Mediante el fallo de tutela sub examine, se asumió la posición sostenida por Santofimio en el sentido de considerar que no existirá daño antijurídico, en todos aquellos eventos en que la Corte Constitucional no determine efectos hacia el pasado, respecto de los fallos de inexequibilidad de una norma de carácter tributario.

 

Dicho de otra forma, según la posición de Santofimio, la existencia del daño antijurídico está condicionada a la declaratoria de los efectos pasados del fallo, por parte de la Corte.

 

Ante este panorama, el presente artículo tiene como finalidad analizar los argumentos esgrimidos en sede de tutela y sentar una opinión, tal como sucedió en el año 2014.

 

En consecuencia, en la primera parte de la columna se hará, precisamente, un breve resumen de la sentencia demandada y se describirán las ideas centrales del fallo de amparo, al paso que la segunda consistirá en el análisis de éstas, desde el punto de vista de la disciplina de la responsabilidad patrimonial del Estado y del derecho procesal administrativo.

 

De lleno al punto, en sentencia con radicado No. 28.741 se estableció la responsabilidad patrimonial de la Nación-Congreso de la República por los daños causados a la empresa Goodyear de Colombia S.A. como consecuencia de la creación y el respectivo pago de la Tasa Especial por Servicios Aduaneros (TESA), la cual fue, posteriormente, declarada inexequible por la Corte Constitucional.

 

Al respecto, se afirmó, en pocas palabras, que aunque el tribunal constitucional fije los efectos del fallo hacia el futuro, nada obsta para para que el ciudadano reclame la reparación de los perjuicios causados con el pago del impuesto, habida cuenta que la intangibilidad de las situaciones jurídicas consolidadas antes de la declaratoria de inconstitucionalidad corresponde a un concepto totalmente distinto al deber que tiene el legislador de reparar el daño, entre otras, porque el daño antijurídico no nace de dicha declaración, sino de la falla en el servicio cometida por el legislador desde el momento mismo de la expedición de la ley; lo que trae como consecuencia que el daño sea imputable, no a quien ejecutó el recaudo (DIAN), sino a quien lo creó.

 

En tal punto, el perjuicio no lo deberá reparar el recaudador restituyendo los dineros percibidos, -lo cual sí generaría una variación en las situaciones jurídicas consolidadas durante la vigencia de la ley-, sino el Legislador (Congreso de la República), debido a la errónea creación de una ley. 

 

Finalmente, se señaló que el título de imputación bajo el cual se resolvió el caso consistía en la falla del servicio.

 

Con motivo de la insatisfacción de esta decisión, el Congreso de la República y la Agencia Nacional de Defensa Jurídica presentaron acción de tutela en contra del Consejo de Estado, Sección Tercera, Subsección C.

 

Como era de esperarse, el fallo de tutela sostuvo argumentos totalmente contrarios a la decisión acusada.
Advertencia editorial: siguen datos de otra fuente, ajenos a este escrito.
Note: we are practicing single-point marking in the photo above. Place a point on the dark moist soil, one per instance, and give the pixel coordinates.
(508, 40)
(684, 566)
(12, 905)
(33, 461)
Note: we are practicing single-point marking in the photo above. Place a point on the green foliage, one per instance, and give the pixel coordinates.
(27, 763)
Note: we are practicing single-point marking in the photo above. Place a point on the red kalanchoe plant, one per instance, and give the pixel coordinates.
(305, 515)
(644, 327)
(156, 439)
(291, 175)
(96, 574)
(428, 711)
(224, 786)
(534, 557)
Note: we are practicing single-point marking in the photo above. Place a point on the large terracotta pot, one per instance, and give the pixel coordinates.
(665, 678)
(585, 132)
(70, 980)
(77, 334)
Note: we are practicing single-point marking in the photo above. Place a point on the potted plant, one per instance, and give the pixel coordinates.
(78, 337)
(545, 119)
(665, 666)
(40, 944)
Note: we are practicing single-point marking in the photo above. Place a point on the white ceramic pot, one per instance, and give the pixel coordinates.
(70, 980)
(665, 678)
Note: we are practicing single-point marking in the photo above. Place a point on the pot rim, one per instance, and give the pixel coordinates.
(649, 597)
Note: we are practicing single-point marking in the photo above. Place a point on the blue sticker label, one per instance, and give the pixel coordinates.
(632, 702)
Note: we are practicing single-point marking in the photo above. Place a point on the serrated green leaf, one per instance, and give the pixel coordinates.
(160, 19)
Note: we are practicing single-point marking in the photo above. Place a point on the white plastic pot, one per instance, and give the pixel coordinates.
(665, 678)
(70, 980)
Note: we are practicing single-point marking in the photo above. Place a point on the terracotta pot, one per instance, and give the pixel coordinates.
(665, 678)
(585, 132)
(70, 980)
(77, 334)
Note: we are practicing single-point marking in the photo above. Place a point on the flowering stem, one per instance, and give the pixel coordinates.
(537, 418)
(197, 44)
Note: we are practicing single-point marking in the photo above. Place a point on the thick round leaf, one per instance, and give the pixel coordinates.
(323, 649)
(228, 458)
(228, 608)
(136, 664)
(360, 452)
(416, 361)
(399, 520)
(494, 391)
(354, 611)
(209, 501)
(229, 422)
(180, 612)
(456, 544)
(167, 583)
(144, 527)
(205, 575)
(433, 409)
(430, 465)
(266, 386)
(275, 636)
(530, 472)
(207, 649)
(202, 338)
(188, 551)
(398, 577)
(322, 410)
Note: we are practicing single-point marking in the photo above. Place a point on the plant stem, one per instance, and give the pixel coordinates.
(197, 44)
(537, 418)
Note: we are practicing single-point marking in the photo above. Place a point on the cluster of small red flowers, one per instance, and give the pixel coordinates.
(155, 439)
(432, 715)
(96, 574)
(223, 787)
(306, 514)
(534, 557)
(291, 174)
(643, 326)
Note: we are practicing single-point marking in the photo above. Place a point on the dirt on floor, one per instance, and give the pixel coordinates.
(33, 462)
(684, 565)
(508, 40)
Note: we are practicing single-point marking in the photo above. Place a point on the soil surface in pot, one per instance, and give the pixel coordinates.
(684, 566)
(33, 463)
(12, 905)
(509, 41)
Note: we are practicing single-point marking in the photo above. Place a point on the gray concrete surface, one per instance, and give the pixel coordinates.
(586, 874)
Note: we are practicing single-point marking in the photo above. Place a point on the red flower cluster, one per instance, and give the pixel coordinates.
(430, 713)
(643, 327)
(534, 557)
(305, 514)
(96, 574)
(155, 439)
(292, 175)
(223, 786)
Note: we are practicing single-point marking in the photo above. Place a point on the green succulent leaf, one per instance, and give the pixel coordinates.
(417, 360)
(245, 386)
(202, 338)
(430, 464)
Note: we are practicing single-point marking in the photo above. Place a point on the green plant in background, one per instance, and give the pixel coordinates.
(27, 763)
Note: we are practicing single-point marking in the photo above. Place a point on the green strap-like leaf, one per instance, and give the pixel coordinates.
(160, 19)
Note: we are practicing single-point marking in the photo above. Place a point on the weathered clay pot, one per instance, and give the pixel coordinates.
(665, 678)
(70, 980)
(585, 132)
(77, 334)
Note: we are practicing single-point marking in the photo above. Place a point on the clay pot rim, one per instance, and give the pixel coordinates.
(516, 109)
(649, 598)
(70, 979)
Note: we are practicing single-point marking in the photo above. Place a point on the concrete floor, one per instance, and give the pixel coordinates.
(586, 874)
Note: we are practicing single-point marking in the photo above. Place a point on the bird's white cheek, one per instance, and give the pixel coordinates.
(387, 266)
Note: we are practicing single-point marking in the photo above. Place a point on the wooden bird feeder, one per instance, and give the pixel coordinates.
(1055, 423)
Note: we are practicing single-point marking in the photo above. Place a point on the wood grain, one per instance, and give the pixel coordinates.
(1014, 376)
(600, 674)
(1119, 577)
Los puntos controvertidos fueron: la existencia del daño antijurídico, la legitimación en la causa por pasiva, el título de imputación, la competencia para establecer la responsabilidad del Estado y la acción que debió haber iniciado la empresa Goodyear de Colombia S.A.

 

La crítica fundamental parte de considerar la no concreción de un daño antijurídico por la aplicación de una norma declarada inexequible, pero que en su momento revestía validez.

 

Dicho de forma sencilla, los daños producidos por la aplicación de la ley, mientras ésta se encontraba vigente, son jurídicos gracias a la presunción de constitucionalidad que recaía sobre ella, en tanto el fallo de esta naturaleza generó efectos sólo hacia futuro.

 

En este sentido, sostiene la tutela,  el hecho que se declare la inexequibilidad de la ley no significa nada distinto a que deja de ser ejecutable en el futuro, salvo que la propia Corte Constitucional indique que la sentencia tiene un efecto diferente al ex nunc.

 

Respecto a la legitimación en la causa por pasiva del Congreso de la República, el fallo sostuvo que no es acertado imputar a esta entidad un daño que ni siquiera produjo, pues, si se admitiera que existe un daño reparable, el llamado a responder no es aquel, sino la entidad recaudadora del tributo en favor de la Nación, es decir, la DIAN.

 

De cara al título de imputación utilizado (falla del servicio), se argumentó que no resulta  acertado asimilar la función legislativa con la prestación de servicios y por, ende, no se puede predicar, ante un yerro en aquella, la configuración de una falla del servicio. Desde este punto de vista, asegura la decisión analizada, una arista corresponde a la función legislativa que, esencialmente, consiste en dictar leyes y en la creación del derecho y, otra, muy diferente, es la prestación de los servicios públicos, bien sea a cargo del Estado o de los particulares, que está relacionada con la satisfacción de las necesidades básicas de la comunidad. Por lo dicho, no es posible hablar de la falla en la prestación de un servicio, ni de ningún otro título de imputación.

 

En punto de la competencia para establecer la existencia de los daños antijurídicos a partir de la declaratoria de inexequibilidad de una norma tributaria, el fallador sustentó que el juez administrativo modificó los efectos de la sentencia de constitucionalidad, con el único propósito de justificar la existencia del daño y ordenar la condigna indemnización del perjuicio causado. En consecuencia, resulta inexplicable que la Corte Constitucional dé ciertos efectos a su sentencia y que el juez administrativo los cambie.

 

Finalmente, se dijo que si Goodyear de Colombia S.A. estimaba que la TESA pagada en el periodo comprendido de enero a octubre de 2001 no tenía fundamento legal, en razón de la inexequibilidad de los artículos 56 y 57 de la Ley 633 de 2001, antes que acudir a la acción de reparación  directa, debió hacer uso del mecanismo de devolución de dineros contemplado en el artículo 850 ibídem, para luego, si no estaba de acuerdo con la decisión, demandarla mediante la acción de nulidad y restablecimiento del derecho.  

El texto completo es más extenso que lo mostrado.